Originally intended to be an important stop on a major transcontinental line, this changed before its completion. Floods had several times washed out many miles of line southward toward San Diego. With the elimination of service to Elsinore and Temecula through Railroad Canyon, the distinction of Perris as a junction point also ended. However, a branch line to Hemet opened in 1888, and the depot served as a transfer facility.
In 1910, underground water was discovered and developed. Cultivation of alfalfa became a major commodity of the valley, and the depot and railroad became the focus of intense activity. World War II also saw more railroad activity at the depot. But, after the war, in 1947 passenger service ended. The coming of imported Colorado River water in 1953 and the introduction of White Rose potatoes revived railroad traffic once again. As water for irrigation became increasingly more expensive, the cultivation of potatoes declined. This contributed to the closing of the Perris Depot as the Santa Fe freight agency in 1969.
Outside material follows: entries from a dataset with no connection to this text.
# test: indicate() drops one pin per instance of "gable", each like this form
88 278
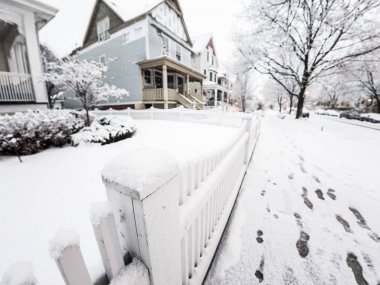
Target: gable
169 14
211 45
100 12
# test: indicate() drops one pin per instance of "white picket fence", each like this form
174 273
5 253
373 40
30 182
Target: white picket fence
169 216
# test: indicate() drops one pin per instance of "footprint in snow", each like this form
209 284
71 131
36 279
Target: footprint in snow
344 223
259 272
357 269
259 238
316 179
331 194
305 199
319 194
302 247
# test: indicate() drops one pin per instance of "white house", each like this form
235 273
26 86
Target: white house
217 87
21 84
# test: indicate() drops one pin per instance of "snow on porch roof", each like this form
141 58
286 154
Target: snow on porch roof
200 42
128 9
67 30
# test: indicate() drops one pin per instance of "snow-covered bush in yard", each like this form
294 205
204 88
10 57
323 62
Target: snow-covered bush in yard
106 130
30 132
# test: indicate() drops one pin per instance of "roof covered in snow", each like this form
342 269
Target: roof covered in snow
67 30
129 9
200 42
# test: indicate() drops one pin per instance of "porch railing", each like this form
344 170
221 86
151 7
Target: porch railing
16 87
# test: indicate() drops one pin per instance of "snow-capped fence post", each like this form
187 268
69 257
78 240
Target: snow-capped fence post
64 248
19 273
103 223
143 189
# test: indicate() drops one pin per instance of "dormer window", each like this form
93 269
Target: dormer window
103 29
178 53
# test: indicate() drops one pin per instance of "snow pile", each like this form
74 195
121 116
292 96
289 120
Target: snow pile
106 130
143 170
32 131
135 273
99 211
62 240
20 273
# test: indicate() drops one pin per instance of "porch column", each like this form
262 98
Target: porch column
165 85
34 56
188 84
216 97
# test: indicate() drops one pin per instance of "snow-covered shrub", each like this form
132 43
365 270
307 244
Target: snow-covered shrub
106 130
30 132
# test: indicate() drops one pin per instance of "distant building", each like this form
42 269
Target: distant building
217 87
21 84
148 51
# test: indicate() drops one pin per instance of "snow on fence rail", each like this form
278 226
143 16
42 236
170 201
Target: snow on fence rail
170 216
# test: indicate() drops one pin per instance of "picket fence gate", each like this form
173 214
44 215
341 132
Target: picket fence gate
174 221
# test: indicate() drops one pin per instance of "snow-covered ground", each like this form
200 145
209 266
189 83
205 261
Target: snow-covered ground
56 188
308 211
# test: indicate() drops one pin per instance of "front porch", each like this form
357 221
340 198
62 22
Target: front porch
166 83
21 83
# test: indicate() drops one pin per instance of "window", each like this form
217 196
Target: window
102 59
178 52
171 81
103 27
165 45
148 77
158 79
126 37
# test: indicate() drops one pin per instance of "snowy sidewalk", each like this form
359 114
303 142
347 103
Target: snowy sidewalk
308 210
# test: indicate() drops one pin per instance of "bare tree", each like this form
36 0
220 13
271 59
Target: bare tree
303 40
242 90
368 77
84 79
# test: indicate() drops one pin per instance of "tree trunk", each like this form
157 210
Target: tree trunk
87 118
291 104
301 99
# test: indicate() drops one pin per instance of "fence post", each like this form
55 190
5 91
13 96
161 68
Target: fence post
103 223
64 248
19 273
142 187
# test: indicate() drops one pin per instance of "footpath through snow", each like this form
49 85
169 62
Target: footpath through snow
308 210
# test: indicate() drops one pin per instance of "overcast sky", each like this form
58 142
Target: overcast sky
201 16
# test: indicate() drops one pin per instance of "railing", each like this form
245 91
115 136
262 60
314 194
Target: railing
173 95
16 87
167 214
185 101
153 95
199 104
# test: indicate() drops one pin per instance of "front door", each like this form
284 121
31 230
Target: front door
181 85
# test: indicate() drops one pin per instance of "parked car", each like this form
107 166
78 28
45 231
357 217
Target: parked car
350 114
320 112
332 113
305 113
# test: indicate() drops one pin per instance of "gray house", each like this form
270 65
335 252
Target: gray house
148 51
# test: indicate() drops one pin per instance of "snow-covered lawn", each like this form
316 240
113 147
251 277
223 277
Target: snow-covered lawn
308 211
55 189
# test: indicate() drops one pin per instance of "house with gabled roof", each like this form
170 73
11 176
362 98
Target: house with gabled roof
148 51
217 86
21 73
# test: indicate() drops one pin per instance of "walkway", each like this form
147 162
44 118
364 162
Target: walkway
308 211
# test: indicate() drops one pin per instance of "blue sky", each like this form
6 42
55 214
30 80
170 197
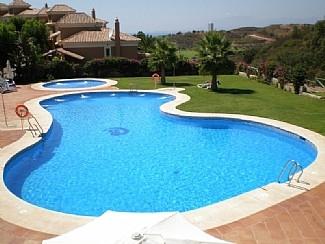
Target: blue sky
186 15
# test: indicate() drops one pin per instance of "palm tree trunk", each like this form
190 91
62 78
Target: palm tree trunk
163 75
214 82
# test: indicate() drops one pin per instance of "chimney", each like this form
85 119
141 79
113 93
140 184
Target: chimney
93 13
117 38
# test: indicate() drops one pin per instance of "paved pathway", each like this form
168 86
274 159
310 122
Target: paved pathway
298 220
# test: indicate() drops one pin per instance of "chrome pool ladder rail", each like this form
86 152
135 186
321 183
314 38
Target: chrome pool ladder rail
295 167
34 126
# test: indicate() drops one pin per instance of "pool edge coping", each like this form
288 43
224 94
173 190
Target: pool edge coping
40 86
19 212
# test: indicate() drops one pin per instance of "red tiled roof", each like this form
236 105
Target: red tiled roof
71 54
126 37
88 36
76 18
19 3
3 7
29 12
61 8
97 36
43 11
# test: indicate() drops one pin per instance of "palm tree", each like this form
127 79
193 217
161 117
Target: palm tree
162 56
214 50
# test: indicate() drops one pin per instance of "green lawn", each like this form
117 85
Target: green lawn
320 94
242 96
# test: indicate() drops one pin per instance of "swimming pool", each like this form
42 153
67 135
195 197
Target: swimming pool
117 151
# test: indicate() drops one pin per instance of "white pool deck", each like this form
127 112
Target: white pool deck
40 86
19 212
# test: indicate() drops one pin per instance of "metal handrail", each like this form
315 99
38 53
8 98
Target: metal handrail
132 87
295 168
35 128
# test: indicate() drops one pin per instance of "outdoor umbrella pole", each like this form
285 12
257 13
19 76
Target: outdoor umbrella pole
4 109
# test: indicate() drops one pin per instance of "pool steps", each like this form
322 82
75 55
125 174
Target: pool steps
295 168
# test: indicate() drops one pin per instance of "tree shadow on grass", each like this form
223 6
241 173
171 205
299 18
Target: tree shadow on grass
178 84
235 91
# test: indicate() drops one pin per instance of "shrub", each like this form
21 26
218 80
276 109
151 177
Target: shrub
184 67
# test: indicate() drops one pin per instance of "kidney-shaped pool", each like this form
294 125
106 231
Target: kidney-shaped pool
117 151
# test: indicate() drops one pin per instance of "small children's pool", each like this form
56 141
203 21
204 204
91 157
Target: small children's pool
117 151
74 83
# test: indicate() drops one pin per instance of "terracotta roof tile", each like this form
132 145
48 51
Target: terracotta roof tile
76 18
127 37
71 54
3 7
19 3
29 12
88 36
43 11
97 36
61 8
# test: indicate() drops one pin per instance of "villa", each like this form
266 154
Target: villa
76 35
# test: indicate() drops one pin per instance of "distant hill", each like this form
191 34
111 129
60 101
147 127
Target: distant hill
245 37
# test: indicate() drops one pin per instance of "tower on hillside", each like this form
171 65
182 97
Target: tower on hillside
210 27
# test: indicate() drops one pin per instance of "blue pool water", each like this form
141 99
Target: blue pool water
76 83
117 151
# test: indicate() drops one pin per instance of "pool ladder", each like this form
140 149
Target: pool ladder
132 87
294 167
34 126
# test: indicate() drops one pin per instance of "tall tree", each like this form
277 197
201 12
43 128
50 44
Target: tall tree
22 42
8 43
214 50
162 56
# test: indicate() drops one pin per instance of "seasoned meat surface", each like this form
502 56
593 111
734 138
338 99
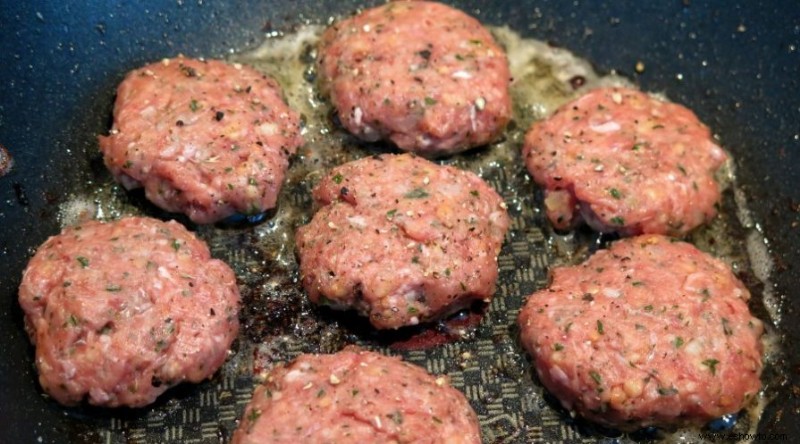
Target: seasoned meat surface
651 331
202 137
356 397
627 162
426 76
121 311
401 239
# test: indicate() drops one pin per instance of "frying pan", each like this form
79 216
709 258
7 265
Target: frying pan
735 63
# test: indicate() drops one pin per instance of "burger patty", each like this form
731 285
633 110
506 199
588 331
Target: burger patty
426 76
627 162
202 137
356 397
651 332
402 240
121 311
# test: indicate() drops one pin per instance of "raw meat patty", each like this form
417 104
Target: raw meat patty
356 397
121 311
625 161
649 332
202 137
426 76
401 239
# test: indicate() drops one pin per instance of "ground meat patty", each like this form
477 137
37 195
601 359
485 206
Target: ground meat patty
401 239
424 75
649 332
625 162
356 397
202 137
121 311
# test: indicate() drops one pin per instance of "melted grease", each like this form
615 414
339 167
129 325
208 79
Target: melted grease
277 319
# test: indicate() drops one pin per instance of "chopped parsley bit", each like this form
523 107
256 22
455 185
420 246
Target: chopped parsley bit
396 417
663 391
726 327
712 365
416 193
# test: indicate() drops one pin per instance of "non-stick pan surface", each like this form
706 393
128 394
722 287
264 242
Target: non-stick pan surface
737 64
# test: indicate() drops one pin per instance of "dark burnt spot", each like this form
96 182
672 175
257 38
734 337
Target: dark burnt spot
6 161
577 81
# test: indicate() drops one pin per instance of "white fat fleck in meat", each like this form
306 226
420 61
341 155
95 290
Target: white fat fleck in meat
606 127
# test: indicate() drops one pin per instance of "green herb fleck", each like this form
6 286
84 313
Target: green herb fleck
416 193
712 365
396 417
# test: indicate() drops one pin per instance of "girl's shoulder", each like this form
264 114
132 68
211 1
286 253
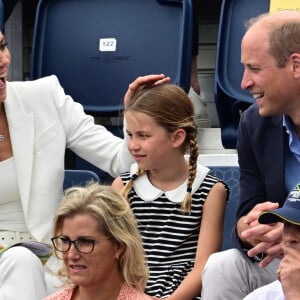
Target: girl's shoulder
129 293
64 294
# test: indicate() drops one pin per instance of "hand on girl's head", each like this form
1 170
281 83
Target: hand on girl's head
144 81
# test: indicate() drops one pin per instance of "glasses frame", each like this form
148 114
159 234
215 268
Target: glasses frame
74 242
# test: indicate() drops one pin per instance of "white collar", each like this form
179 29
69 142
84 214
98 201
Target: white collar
146 191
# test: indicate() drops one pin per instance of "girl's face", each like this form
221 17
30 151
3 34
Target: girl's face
95 268
149 143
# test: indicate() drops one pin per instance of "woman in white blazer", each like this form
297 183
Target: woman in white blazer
38 121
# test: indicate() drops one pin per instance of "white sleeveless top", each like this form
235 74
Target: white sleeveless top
11 212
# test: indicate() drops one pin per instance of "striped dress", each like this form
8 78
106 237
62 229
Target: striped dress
169 236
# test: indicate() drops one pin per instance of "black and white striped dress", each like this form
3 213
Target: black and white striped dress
169 236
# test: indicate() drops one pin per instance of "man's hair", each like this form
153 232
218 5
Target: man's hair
284 33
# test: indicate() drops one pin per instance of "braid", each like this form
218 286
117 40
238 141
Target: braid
128 186
194 151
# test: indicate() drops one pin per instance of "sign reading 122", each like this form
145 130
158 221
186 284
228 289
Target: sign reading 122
107 44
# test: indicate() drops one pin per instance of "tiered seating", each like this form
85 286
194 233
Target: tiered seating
230 99
96 48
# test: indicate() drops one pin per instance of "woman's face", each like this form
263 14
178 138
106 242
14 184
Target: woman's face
4 64
96 268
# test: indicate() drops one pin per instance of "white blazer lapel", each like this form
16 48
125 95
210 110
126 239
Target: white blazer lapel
21 128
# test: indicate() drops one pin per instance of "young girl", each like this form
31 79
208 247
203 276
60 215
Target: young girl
178 205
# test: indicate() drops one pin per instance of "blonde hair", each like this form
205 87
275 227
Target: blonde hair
172 109
115 220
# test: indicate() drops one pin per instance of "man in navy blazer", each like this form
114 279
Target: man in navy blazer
269 156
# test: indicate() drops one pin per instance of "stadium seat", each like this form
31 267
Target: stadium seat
96 48
230 99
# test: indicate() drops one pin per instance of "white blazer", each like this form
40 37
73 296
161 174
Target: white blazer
44 121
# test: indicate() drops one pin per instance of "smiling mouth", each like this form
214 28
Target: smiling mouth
257 95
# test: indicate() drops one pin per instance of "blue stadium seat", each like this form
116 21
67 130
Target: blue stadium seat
79 178
96 48
231 176
2 11
230 99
The depot structure was given to the Orange Empire Railway Museum for historic preservation. Today it continues to serve the City of Perris as a cultural center, currently housing the Perris Valley Historical and Museum Association and its collection of local history artifacts. Surviving the unpredictable changes during the depot's 100-year history are the names of the leading mercantile houses which existed in the early days of Perris. Written in lampblack, these pioneer family names can still be seen on the freight house walls, indicating the location where all freight for that business was to be left.